Christmas Day in Africa
The Nganga (witchdoctor) Christmas Day visit to our house
Christmas Day in Africa
Christmas begins, officially, in America, on Thanksgiving with the arrival of Santa Claus, on a red sleigh, pulled by a team of reindeer at Macy’s Department Store at the end of the New York Macy’s Day Parade. Frantic shopping begins at midnight getting an early start to Black Friday which continues on to Cyber Monday. The count down is on.
But Christmas really is splendid here in Oregon, where the nights are long with bright star light, yet the days are often dark and stormy. The lights of the Christmas tree twinkle all the brighter and the smells of cedar and the spoils of the busy kitchen meld with the fire burning.
Christmas Day in Africa
An African Christmas was rather different. The season was heralded by Christmas cards that we strung around all four walls of the sitting room and on into the dining room some years. They depicted snow scenes for the most part. We’d never seen snow. (Mom still sent her Christmas cards out surface mail the beginning of October when she lived in Vancouver at the end of her life. We’d get ours in Oregon four days later.)
In Rhodesia, our Christmas season didn’t start until twelve days before Christmas. We kept our trees up twelve days after Christmas if they lasted that long. We propped a deciduous tree in a bucket supported by rocks and it shed its leaves in no time. But we decorated it with glass balls, tinsel, and blobs of cotton wool from the surgery for snow. We plaited crepe paper streamers in red and green and strung them from corner to corner of the dining room and the sitting room along with concertina paper balls and bells.
Father Christmas arrived each year in various contraptions: a cocopan (a side tipping trolley running on rails for carrying ore from the mine) for instance at the Globe and Phoenix Mine party. Many parties were in fancy dress. I went as a fairy and a princess. When I got older I went as the wife of Jack Sprat who could eat no fat with my best friend, Wendy, who was tall and skinny. I went as a moth flying around a boy candle. (that must have been my mother’s idea). Dad was the doctor on every company’s medical benefit society and so we got invited to all these company parties. We were quite partied out by the time Christmas really came around.
Christmas Day along with Good Friday were the only two days in the year that Dad did not have to attend Sick Parade.

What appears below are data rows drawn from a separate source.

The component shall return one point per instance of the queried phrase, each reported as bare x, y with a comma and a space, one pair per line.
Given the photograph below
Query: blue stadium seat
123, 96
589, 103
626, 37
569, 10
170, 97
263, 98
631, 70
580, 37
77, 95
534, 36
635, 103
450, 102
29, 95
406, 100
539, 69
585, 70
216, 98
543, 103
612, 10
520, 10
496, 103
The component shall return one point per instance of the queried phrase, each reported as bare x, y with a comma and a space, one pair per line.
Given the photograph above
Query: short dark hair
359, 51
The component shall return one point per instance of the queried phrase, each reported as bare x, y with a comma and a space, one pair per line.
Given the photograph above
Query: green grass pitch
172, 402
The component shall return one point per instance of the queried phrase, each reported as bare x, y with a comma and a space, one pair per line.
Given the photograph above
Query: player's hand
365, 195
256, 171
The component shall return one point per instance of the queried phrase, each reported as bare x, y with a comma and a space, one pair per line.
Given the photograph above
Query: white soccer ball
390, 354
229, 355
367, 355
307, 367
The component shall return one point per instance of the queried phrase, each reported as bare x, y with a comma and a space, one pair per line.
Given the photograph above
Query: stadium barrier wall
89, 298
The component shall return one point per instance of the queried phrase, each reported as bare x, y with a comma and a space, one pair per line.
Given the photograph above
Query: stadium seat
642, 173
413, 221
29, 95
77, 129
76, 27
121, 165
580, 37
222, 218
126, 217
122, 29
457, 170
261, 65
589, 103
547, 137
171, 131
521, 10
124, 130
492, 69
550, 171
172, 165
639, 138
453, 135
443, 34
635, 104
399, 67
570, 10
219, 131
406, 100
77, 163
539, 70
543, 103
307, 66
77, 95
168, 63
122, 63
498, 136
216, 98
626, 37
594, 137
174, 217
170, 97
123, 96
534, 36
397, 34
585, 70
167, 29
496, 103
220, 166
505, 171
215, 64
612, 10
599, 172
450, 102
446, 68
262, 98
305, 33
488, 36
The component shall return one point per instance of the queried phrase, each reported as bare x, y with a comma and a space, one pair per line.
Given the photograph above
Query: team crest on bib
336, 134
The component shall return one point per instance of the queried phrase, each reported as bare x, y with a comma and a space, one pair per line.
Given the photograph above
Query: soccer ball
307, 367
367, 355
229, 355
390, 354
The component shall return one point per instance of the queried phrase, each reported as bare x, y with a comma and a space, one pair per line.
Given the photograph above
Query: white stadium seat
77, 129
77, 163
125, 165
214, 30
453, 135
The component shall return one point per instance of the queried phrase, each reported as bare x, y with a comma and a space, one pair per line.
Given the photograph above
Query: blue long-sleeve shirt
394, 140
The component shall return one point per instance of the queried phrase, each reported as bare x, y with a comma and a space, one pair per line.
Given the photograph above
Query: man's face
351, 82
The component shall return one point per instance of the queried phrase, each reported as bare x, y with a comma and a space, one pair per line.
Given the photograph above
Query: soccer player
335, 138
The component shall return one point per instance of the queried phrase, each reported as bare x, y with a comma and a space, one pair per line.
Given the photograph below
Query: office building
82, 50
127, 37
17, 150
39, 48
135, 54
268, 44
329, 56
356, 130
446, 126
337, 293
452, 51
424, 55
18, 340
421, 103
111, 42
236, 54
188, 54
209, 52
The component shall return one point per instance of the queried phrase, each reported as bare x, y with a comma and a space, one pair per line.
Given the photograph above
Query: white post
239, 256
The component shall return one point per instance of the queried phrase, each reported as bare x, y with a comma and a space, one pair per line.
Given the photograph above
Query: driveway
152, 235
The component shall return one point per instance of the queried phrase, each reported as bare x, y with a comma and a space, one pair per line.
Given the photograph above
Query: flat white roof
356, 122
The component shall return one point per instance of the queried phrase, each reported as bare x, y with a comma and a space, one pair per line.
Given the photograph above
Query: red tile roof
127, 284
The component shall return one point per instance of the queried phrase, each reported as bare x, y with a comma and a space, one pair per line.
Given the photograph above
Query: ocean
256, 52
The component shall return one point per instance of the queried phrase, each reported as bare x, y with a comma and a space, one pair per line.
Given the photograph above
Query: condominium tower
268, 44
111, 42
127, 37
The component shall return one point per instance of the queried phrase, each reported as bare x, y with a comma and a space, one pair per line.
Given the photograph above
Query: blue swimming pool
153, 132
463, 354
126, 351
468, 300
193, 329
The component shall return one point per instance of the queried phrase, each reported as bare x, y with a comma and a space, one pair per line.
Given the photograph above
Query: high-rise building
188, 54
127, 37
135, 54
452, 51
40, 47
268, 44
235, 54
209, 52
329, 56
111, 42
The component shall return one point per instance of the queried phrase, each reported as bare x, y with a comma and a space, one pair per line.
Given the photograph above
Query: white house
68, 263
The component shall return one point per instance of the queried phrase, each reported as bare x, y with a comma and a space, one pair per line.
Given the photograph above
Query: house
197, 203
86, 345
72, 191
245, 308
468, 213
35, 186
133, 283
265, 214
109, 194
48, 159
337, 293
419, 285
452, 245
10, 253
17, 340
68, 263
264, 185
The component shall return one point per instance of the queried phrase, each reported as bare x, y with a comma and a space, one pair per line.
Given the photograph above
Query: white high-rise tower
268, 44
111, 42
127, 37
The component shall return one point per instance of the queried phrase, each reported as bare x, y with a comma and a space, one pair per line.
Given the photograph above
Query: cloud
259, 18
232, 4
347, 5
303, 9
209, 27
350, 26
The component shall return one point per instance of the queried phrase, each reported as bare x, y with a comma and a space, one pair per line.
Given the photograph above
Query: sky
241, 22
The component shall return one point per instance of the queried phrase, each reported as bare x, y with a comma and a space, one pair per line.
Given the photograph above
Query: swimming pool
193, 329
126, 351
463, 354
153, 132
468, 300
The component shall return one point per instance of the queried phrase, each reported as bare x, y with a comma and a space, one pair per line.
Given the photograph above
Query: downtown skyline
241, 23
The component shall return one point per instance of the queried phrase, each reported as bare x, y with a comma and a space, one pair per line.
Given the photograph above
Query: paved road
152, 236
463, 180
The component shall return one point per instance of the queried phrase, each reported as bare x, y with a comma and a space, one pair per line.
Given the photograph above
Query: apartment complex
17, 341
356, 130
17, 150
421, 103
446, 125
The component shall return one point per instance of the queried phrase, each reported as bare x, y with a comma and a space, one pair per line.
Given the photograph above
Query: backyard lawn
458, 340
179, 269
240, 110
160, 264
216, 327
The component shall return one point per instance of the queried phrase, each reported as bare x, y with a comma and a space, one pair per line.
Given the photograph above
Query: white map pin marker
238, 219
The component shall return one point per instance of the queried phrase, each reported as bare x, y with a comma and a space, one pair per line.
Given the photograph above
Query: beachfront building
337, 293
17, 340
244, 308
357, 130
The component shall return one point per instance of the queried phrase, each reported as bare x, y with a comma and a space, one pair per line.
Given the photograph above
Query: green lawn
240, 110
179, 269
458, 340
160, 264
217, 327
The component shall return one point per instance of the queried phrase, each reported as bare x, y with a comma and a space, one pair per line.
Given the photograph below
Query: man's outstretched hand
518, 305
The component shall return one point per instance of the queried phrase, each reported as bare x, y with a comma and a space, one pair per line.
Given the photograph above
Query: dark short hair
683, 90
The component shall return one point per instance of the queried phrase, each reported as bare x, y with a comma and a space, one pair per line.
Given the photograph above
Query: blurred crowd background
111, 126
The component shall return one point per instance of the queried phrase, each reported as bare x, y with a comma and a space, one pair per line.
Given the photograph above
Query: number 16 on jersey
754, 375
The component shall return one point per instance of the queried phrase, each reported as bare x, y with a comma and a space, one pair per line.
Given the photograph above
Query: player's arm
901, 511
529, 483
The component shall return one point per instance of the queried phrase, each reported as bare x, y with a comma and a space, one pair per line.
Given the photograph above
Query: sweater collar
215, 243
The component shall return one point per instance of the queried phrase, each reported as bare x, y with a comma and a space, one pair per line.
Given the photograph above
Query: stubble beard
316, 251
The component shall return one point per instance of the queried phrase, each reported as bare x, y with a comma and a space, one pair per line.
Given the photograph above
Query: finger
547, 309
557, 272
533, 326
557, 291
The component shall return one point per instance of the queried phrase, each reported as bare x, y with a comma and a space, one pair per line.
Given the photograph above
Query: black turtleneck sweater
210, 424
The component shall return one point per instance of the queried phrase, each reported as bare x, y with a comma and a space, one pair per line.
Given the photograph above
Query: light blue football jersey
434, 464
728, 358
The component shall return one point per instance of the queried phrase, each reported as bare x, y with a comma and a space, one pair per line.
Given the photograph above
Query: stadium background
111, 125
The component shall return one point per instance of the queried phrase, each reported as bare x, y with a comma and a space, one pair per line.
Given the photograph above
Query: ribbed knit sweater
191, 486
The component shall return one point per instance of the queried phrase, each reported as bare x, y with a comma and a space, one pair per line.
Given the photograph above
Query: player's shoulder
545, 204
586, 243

Native mine workers came to celebrate at our house after the morning Christmas Tea at the Hospital. The central figure was the Nganga (witch doctor). Masked and painted, he danced to drums whipping up to a frenzy on our big lawn as an acknowledgement of Dad’s good work. We didn’t see Dad’s work there: he was a mystery to us.
In return, Mom would hand out pockets of oranges and packs of Lucky Strike cigarettes. (Yes, Dad smoked too in those days!) Then my older brother’s best friend would arrive. He was Jewish and always joined us for Christmas lunch. There was always, of course, a gift under the tree for him from Father Christmas, as well as a pocket of oranges for each of the servants, extra rations, and second hand clothing for their children on the reserve.
Finally we took our places at the dining room table, pulled our Christmas crackers, donned our paper hats, read our fortunes and tucked into the Christmas roast and plum pudding. We needed to be done by 2 pm so Dad could officiate, barring medical emergencies, at the mine compound boxing tornament while we all settled down to a well earned afternoon rest.